Help and documentation

  • If you know the function name, you can open its documentation by typing ?<function_name> as shown above.
  • If you know the package name, in some cases ?<package_name> also works, but the best practice is usually to check the package documentation on CRAN, either directly on the site or through Google.
  • For example, you can open the CRAN page for the dplyr package:
  • There you can see the required R version, package dependencies, authors, and related websites.
  • In the Documentation section, you can open the reference manual, which describes the package objectives and the available functions.
  • It is also useful to look at package applications in the vignettes.
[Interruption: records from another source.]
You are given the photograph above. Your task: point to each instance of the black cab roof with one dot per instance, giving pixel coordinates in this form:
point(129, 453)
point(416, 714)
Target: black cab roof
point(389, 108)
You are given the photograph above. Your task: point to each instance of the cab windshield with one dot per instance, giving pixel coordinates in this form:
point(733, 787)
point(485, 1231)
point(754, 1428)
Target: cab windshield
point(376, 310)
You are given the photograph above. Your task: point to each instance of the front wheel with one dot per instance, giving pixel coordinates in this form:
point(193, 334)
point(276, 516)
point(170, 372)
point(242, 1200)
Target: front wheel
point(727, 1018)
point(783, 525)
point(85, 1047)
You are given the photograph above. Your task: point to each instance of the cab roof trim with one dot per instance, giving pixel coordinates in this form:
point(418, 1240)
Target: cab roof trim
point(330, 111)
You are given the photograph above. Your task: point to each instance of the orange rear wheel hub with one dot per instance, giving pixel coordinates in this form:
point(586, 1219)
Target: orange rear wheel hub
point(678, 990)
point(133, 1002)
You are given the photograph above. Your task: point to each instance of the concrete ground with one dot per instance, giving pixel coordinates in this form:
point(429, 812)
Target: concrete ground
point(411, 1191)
They are usually written so you can replicate the examples on your own computer, which helps when learning the required data structure and the relevant syntax. You can also access them directly from R using browseVignettes():
browseVignettes("dplyr") # Opens a vignette page in your browser
  • If you do not know which function or package can solve a given problem, Google searches with relevant keywords, preferably in English, together with “R”, often work well.
  • In addition to specialized R websites and tutorial videos, many answers appear on Stack Overflow or Cross Validated, which belong to the same network and are widely used by programmers and quantitative researchers.

  • Because R has a very large open-source user community, it is common to find that someone has already asked a question similar to yours. If not, you can post your own question there.

GitHub and version control

This section will not go into detail, but the topic is well worth exploring.